The Auction Atelier of Kyle Dormer & Son was one of his favorite places. Not only were the Dormers honest and agreeable people to deal with, but at their place one saw a cross-section of society -- people with their emotions bared. Now Dormer & Son had something that interested Whit -- he wasn't sure, of course, but it looked remarkably like a Rembrant -- Rembrant's Gloved Saskia, he called it. It was a painting of Rembrant's wife, Saskia, and in the lower corner could be glimpsed a gloved hand. The picture was boxed and behind a dusty glass, but Whit coveted Saskia. And so did a lot of other people.

If the girl in the green suit, the girl with the burnished-copper hair, the green-hazel eyes, and the long, slim legs, hadn't been interested in his Saskia, Whit could easily have been interested in her, for she was altogether lovely.

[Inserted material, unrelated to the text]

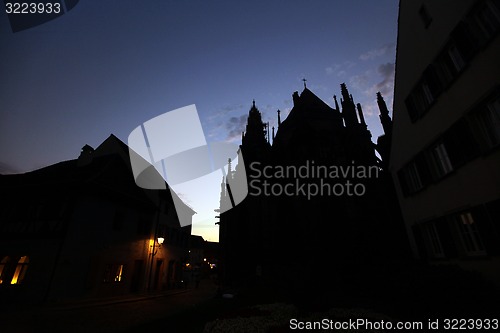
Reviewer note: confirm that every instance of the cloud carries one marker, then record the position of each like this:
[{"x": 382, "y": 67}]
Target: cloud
[{"x": 384, "y": 49}]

Pamela Luyster, a faded blonde, and an antique dealer in nearby Nefrita Beach, was also interested -- but her interest, it seemed to Whit, was not so deep or so personal as that of the girl in green.

Amos Kane, etcher and engraver, and now a bit down on his luck, was vitally interested -- in fact, Whit knew that Rexford Purdy, of the Purdy Galleries in Nefrita Beach, had sent Kane there to bid on the painting.

And there were several dealers who were interested in the painting, but who wanted Dormer to remove the glass, which he refused to do.

There were others at the auction who interested Whit, although they showed no interest whatsoever of his Saskia.

Blue-jowled Ownie Rattigan, a carpenter by trade, was not a man that Whit would have thought interested in antiques. But Rattigan had expressed an interest in guns -- and Dormer had a collection of those.

There was a sleek-looking dark man with a pulled-down fedora, who impressed Whit as a typical underworld figure as seen in the movies.

And there were three shady-looking characters lounging against a wall -- men who, Whit decides, could be the dark man's henchmen.

When an antiques dealer decides that he will go to any lengths to get a painting, it can lead to murder. And in The Gloved Saskia the first murder is only the beginning. Excitement sizzles as the redoubtable and dapper Bray Ruskin of Homicide enters the picture, and mounts steadily to the climax of a thrilling and unusual murder mystery.